Heftige Kursverluste
Krise stutzt ABS-Fonds zurecht

Der Markt für forderungsunterlegte Anleihen, Asset Backed Securities (ABS), leidet besonders unter der Finanzkrise. Selbst die Kurse von ABS mit Top-Bonitätsnoten sind in Europa auf unter 80 und in den USA auf 50 Prozent ihres Rückzahlungswertes eingebrochen. Das trifft auch die ABS-Fonds hart.

FRANKFURT. Auf einer ABS-Konferenz in Berlin bekräftigen Fondsmanager zwar ihren prinzipiellen Glauben an den Markt, bestätigten aber auch, dass die Lage vertrackt ist. "Der ABS-Markt spiegelt nicht die Qualität, sondern die mangelnde Liquidität wider", sagte Dirk Bergander, Geschäftsführer des auf strukturierte Finanzprodukte spezialisierten Asset Managers Collineo. Das heißt im Klartext, dass Fonds, die ABS verkaufen wollen, dafür kaum Abnehmer finden. Das drückt die Preise. ABS zu verkaufen, sei extrem schwierig, bestätigte Markus Hammes, Abteilungsleiter bei der Fondsgesellschaft DWS. Bergander hält es aber dennoch für falsch, den Tod des ABS-Marktes trotz der günstigen Bewertungen zu beklagen. Auch auf anderen Kreditmärkten ginge derzeit schließlich fast nichts mehr.

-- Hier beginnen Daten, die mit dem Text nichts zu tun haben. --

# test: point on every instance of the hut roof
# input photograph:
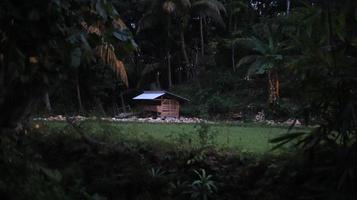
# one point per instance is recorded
(152, 95)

Bei ABS ist die Situation aber dennoch schwieriger als zum Beispiel bei herkömmlichen Unternehmensanleihen. Seit über einem Jahr werden fast keine neuen Papiere mehr an Investoren verkauft. Herkömmliche Anleihen von Banken und anderen Unternehmen ließen sich dagegen zumindest bis vor einem Monat noch platzieren.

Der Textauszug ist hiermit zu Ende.